Are you entitled to your share of the house if it is only in your partner’s name?
By:7 commentsJune 21, 2018
As any long-time reader of this blog will be aware, I am a staunch supporter of basic property rights for cohabitees. I strongly believe that, for example, if one cohabitee makes a significant contribution towards a property owned by the other cohabitee (i.e. usually the property in which they both lived), then they should be entitled to a share of that property if the relationship breaks down. In other words, I don’t think it is fair that the owning cohabitee should benefit from the efforts of the non-owning cohabitee.
A recent case demonstrates just how hard it can be under the current law for such a ‘contributing cohabitee’ to succeed with a claim for a share in a property owned by their former partner, and perhaps, therefore, the need for a fairer system.
The case was Dobson v Griffey, heard by His Honour Paul Matthews in the High Court last month (his judgment was handed down on the 10th of May). Note that the case was heard in the Chancery Division, rather than the Family Division, as cohabitee disputes such as this are not classified as ‘family’ matters, despite obviously having a strong ‘family’ element and many of the characteristics of a family dispute following the breakdown of a marriage or civil partnership.
As we will see, the fact that it is not a ‘family’ case is not a trivial matter for the claimant, as the case is determined according to complex rules which must seem quite alien to most claimants – how they could ever deal with such a claim without specialist legal advice, I don’t know.
Anyway, to the facts of the case.
The relationship between the parties began in October 2004, and by August 2006 they were living together, in a rented property. In February 2007 the defendant, Mr Griffey, purchased a farm in his sole name, with the aid of a mortgage. The parties lived together in the farmhouse. Their relationship broke down in December 2011, and the claimant, Ms Dobson, moved out in the following year. Between the purchase of the farm and the breakdown of the relationship various works of renovation and improvement were carried out to the farm, first to the stables and other parts to be used as a livery business, and later to the farmhouse itself.
HHJ Matthews explained Ms Dobson’s case thus:
“The claimant’s case is that, before the property was bought, there was an agreement between them as to their respective rights in relation to it and that the claimant relied to her detriment on that agreement by carrying out some of the works of renovation and improvement. Alternatively, an agreement to similar effect is to be inferred from the course of dealing between them. She has a fallback position that she had an expectation of being able to live at the farm for the rest of her life.”
Mr Griffey denied that there was any such agreement, and also minimised the extent to which Ms Dobson carried out or contributed to the works of renovation.
Obviously, Ms Dobson could not rely upon any law akin to that available upon divorce, where the court can adjust ownership of property, as it thinks fit.
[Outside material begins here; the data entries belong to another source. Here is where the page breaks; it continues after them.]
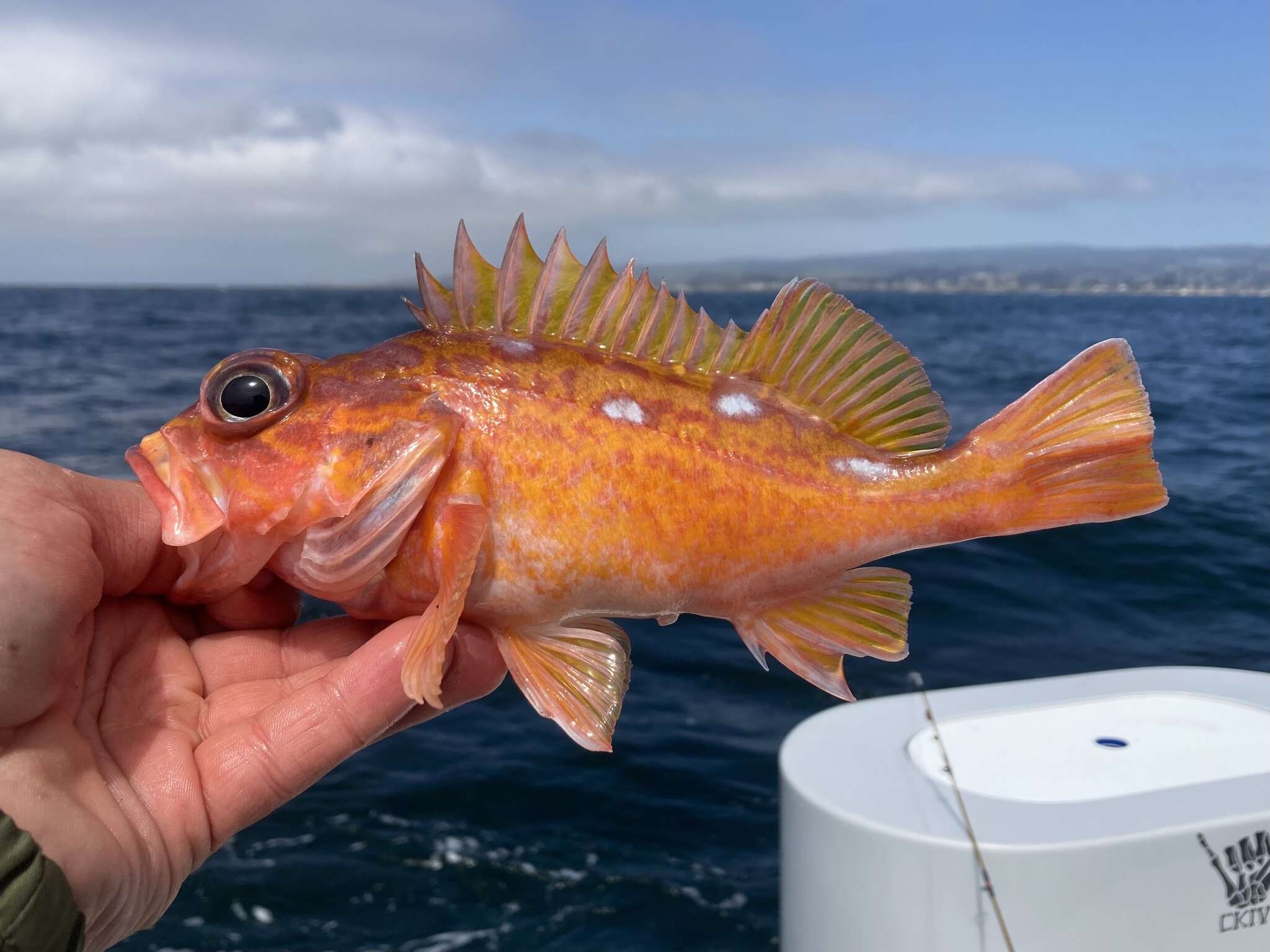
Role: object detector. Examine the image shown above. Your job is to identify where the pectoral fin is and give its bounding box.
[401,498,489,708]
[494,618,631,750]
[734,566,913,700]
[269,414,460,602]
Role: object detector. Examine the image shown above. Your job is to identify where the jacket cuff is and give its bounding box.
[0,813,84,952]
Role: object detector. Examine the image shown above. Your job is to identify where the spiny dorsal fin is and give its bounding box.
[411,214,949,453]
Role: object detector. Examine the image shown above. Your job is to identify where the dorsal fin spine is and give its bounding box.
[401,297,435,330]
[649,291,688,364]
[411,216,949,454]
[414,252,455,330]
[709,321,745,376]
[683,307,722,373]
[528,229,582,338]
[453,219,498,330]
[585,258,635,350]
[494,214,542,333]
[631,281,670,358]
[613,268,657,356]
[560,239,617,343]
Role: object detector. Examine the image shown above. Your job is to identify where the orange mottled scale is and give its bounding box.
[128,216,1167,749]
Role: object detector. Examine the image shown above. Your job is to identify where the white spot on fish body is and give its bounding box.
[494,337,535,356]
[829,456,890,480]
[600,397,644,424]
[715,394,762,416]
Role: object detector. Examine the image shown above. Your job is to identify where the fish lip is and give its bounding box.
[123,433,224,547]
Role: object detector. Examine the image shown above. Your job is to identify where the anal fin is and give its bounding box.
[734,566,913,700]
[494,618,631,750]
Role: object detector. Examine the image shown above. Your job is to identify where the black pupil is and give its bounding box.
[221,373,269,419]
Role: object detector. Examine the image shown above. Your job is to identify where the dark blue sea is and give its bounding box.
[0,288,1270,952]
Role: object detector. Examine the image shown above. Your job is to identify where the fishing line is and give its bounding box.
[908,671,1015,952]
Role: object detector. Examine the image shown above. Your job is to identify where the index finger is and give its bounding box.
[194,617,507,849]
[62,470,182,596]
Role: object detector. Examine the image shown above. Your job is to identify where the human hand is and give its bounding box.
[0,451,505,950]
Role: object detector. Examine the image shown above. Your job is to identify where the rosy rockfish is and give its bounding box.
[128,218,1167,750]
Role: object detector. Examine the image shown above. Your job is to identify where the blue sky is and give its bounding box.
[0,0,1270,283]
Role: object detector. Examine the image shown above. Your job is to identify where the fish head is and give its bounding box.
[127,349,457,602]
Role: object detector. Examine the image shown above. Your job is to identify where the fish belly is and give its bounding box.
[461,395,855,622]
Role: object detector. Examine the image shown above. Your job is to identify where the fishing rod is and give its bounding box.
[908,671,1015,952]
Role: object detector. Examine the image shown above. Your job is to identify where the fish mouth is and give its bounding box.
[125,433,224,546]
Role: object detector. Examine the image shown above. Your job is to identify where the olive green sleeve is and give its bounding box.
[0,814,84,952]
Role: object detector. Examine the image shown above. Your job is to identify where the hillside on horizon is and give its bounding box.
[652,245,1270,297]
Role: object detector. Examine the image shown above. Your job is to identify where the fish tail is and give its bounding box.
[967,339,1168,534]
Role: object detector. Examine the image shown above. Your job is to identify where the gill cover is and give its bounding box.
[127,349,458,602]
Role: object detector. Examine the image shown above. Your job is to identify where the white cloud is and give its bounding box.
[0,24,1153,281]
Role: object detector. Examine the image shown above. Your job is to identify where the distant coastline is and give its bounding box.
[654,245,1270,297]
[0,245,1270,298]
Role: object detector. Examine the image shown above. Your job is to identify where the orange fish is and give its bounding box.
[128,218,1167,750]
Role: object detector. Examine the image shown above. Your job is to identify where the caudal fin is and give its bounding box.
[969,339,1168,533]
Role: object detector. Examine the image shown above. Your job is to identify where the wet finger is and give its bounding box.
[189,617,383,697]
[200,571,300,632]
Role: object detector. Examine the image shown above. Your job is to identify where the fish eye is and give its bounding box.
[200,350,305,438]
[221,373,273,420]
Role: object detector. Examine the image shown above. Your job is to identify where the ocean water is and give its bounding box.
[0,288,1270,952]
Instead, she had to rely upon the doctrines of ‘constructive trust’ and/or ‘proprietary estoppel’. These are explained by HHJ Matthews in his judgment, but essentially a ‘constructive trust’ is where the parties had a common intention that the property should be shared, and the non-owner acts to her detriment, in reliance of that intention. ‘Proprietary estoppel’ is similar, whereby the owner “by his words or conduct makes an assurance to or creates an expectation in the claimant.”
To cut a long story short, HHJ Matthews found that Ms Dobson had done “significant work” to the property, had “made a real contribution by her labour and her supervision”, and during one period “did a great deal of heavy and laborious work”, which “amounted to a significant contribution to the renovations.” However, he held that none of this was done for the purpose of financial gain – her labour and commitment were simply “understandable in the context of their relationship and their intended long-term future together with children.”
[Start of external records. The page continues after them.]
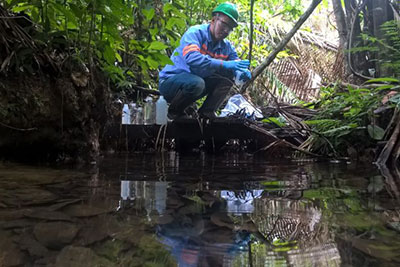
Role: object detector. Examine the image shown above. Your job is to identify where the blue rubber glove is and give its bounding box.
[222,60,250,71]
[240,69,251,82]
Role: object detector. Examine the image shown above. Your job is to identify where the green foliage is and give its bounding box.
[306,84,384,156]
[3,0,310,94]
[350,20,400,77]
[7,0,186,87]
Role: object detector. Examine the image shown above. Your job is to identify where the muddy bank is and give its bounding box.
[0,69,112,162]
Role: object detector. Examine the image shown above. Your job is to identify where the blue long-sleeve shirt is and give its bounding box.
[159,24,238,81]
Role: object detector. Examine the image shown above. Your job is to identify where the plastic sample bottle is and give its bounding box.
[156,96,168,125]
[135,107,143,125]
[234,70,244,86]
[121,104,131,124]
[129,103,138,124]
[143,97,155,125]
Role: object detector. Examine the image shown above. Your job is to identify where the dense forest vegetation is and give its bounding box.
[0,0,400,164]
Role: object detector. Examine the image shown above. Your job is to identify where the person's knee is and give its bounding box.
[184,77,205,99]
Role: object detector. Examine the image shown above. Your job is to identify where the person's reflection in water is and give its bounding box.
[157,200,250,267]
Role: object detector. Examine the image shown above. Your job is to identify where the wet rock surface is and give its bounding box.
[0,156,400,267]
[33,222,79,249]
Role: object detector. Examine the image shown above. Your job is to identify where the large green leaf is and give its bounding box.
[367,125,385,140]
[148,41,168,50]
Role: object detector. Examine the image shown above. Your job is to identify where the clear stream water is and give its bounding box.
[0,153,400,267]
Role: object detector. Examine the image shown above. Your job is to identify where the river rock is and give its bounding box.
[25,210,72,222]
[55,246,115,267]
[63,204,110,217]
[18,235,49,258]
[33,222,79,249]
[0,230,26,267]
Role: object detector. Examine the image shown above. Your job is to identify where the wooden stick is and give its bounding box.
[240,0,322,94]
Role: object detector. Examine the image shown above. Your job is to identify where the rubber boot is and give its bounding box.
[198,83,231,119]
[168,91,193,120]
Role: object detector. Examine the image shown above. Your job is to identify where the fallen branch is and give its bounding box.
[245,124,323,158]
[240,0,322,93]
[376,110,400,165]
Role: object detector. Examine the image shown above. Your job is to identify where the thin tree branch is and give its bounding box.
[240,0,322,93]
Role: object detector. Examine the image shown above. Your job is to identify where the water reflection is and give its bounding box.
[0,154,400,266]
[117,180,168,216]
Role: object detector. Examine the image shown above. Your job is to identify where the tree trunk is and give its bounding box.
[332,0,348,49]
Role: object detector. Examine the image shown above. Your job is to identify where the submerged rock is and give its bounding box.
[55,246,115,267]
[33,222,79,249]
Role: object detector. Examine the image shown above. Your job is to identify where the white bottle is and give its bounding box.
[122,104,131,124]
[143,96,155,125]
[234,70,244,86]
[129,103,138,124]
[156,96,168,125]
[135,107,143,125]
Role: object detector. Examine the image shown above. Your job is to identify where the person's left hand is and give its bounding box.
[240,69,251,82]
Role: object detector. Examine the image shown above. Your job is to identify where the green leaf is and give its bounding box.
[103,45,116,65]
[115,52,122,62]
[367,77,400,83]
[148,41,168,50]
[154,53,174,66]
[53,3,78,26]
[367,125,385,140]
[142,8,156,21]
[262,117,286,127]
[145,55,159,69]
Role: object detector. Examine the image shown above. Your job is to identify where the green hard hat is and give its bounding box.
[212,2,239,27]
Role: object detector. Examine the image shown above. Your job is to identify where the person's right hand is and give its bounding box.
[222,60,250,71]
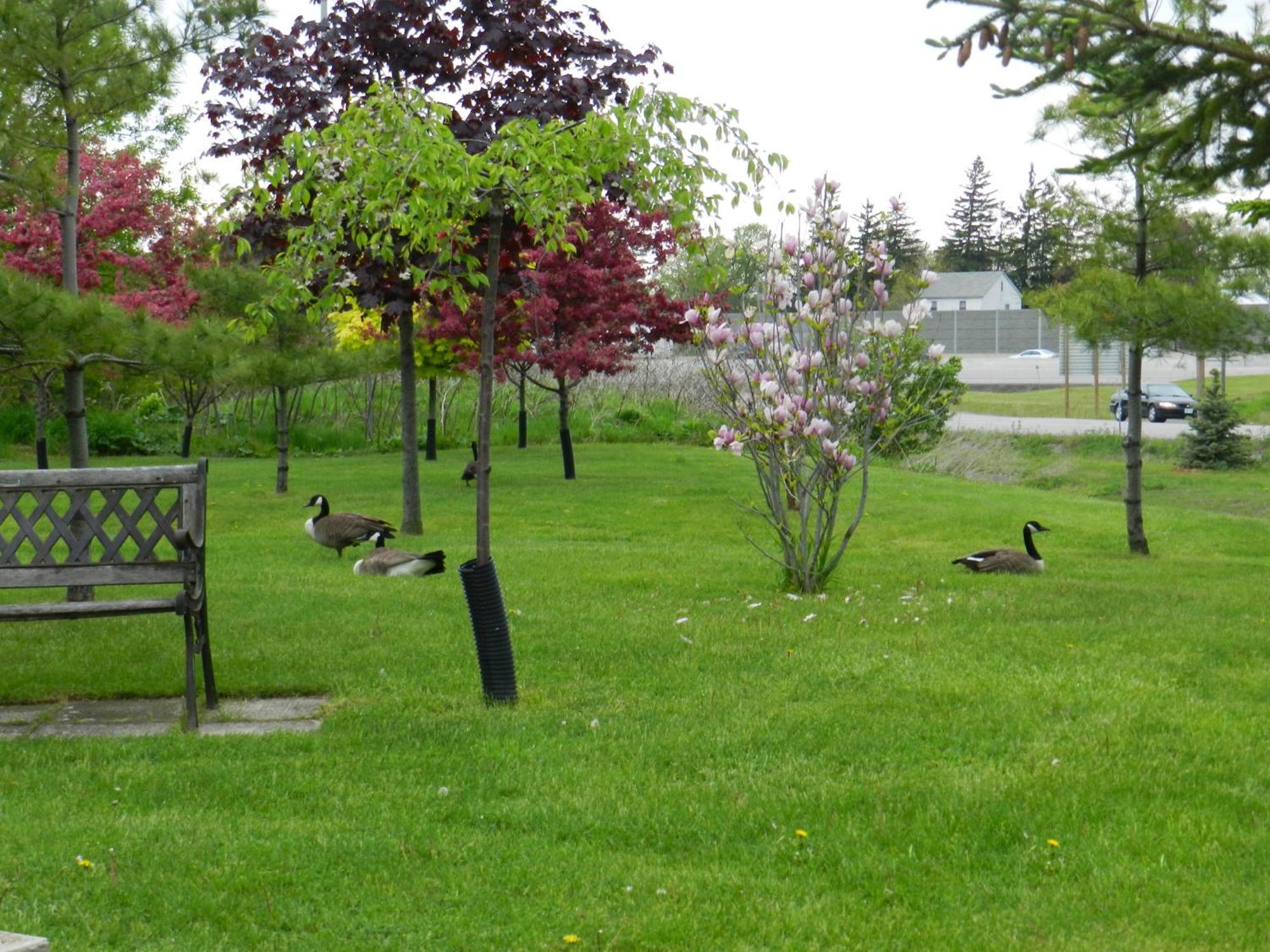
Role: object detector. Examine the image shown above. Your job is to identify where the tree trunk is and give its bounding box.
[62,363,88,470]
[273,387,291,495]
[362,373,375,443]
[1123,343,1149,555]
[57,101,80,294]
[36,371,52,470]
[62,363,93,602]
[516,373,530,449]
[1124,169,1149,555]
[556,377,577,480]
[423,374,437,462]
[180,415,194,459]
[398,310,423,536]
[476,194,503,565]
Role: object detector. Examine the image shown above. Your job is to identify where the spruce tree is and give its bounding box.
[1181,371,1252,470]
[881,204,926,274]
[939,156,1001,272]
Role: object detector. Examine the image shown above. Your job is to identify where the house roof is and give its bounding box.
[922,272,1019,300]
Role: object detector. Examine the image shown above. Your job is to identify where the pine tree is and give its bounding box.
[1001,165,1069,291]
[881,204,927,274]
[1181,371,1252,470]
[939,156,1001,272]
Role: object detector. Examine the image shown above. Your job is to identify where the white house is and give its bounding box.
[922,272,1024,312]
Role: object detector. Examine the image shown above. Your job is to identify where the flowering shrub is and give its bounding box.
[685,179,944,592]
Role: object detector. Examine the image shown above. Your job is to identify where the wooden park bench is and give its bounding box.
[0,459,217,730]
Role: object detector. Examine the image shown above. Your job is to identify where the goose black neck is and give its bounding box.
[1024,526,1040,562]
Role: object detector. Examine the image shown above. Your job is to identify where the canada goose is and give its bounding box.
[952,519,1049,575]
[353,532,446,575]
[305,495,396,556]
[458,440,478,486]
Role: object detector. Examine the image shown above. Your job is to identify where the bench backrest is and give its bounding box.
[0,459,207,589]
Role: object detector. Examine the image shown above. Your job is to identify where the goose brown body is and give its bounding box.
[305,495,396,556]
[952,520,1049,575]
[353,532,446,576]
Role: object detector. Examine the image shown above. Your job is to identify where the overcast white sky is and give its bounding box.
[166,0,1260,245]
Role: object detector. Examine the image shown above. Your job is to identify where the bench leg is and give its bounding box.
[197,599,220,711]
[182,612,198,731]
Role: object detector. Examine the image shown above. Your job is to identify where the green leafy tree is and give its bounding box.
[1181,369,1252,470]
[655,222,775,312]
[939,156,1001,272]
[246,89,784,565]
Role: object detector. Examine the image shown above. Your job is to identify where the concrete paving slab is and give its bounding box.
[0,932,48,952]
[199,697,326,722]
[53,697,184,724]
[30,721,177,737]
[0,703,61,724]
[198,718,321,737]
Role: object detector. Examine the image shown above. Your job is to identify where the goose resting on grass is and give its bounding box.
[952,519,1049,575]
[305,495,396,556]
[353,532,446,575]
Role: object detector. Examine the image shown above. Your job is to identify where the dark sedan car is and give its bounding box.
[1111,383,1195,423]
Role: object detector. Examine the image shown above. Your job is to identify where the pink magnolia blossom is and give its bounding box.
[706,324,733,347]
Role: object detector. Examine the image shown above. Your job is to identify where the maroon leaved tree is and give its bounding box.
[507,202,688,480]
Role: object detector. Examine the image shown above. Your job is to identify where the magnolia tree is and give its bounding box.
[685,179,944,592]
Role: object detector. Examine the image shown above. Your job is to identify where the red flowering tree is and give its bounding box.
[0,151,198,324]
[513,202,688,480]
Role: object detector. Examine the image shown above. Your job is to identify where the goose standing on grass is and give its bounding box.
[952,519,1049,575]
[458,440,478,486]
[305,495,396,556]
[353,532,446,575]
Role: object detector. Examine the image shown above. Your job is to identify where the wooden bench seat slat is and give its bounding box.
[0,562,193,589]
[0,459,217,730]
[0,597,183,622]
Further, and crucially, whatever Ms Dobson’s intentions, HHJ Matthews could not infer that Mr Griffey’s intentions were to agree to share the property, or any profit that might be derived from it, with Ms Dobson. He had paid for everything, and had made no promise or assurance to Ms Dobson of an interest in the property, or that she could remain there for the rest of her life.
Accordingly, Ms Dobson’s claim was dismissed.
Has the law treated Ms Dobson unfairly? Well, to be honest, this is not necessarily a cut and dried case. The relevant part of the relationship was only four years, and there were no children. The typical sort of case where I see real unfairness, and therefore the need for reform, is where the relationship is much longer, often with children, and the non-owning party has therefore devoted a considerable part of their life to it – in those circumstances, I do not think it is fair that she (and it usually is ‘she’) should come away with nothing.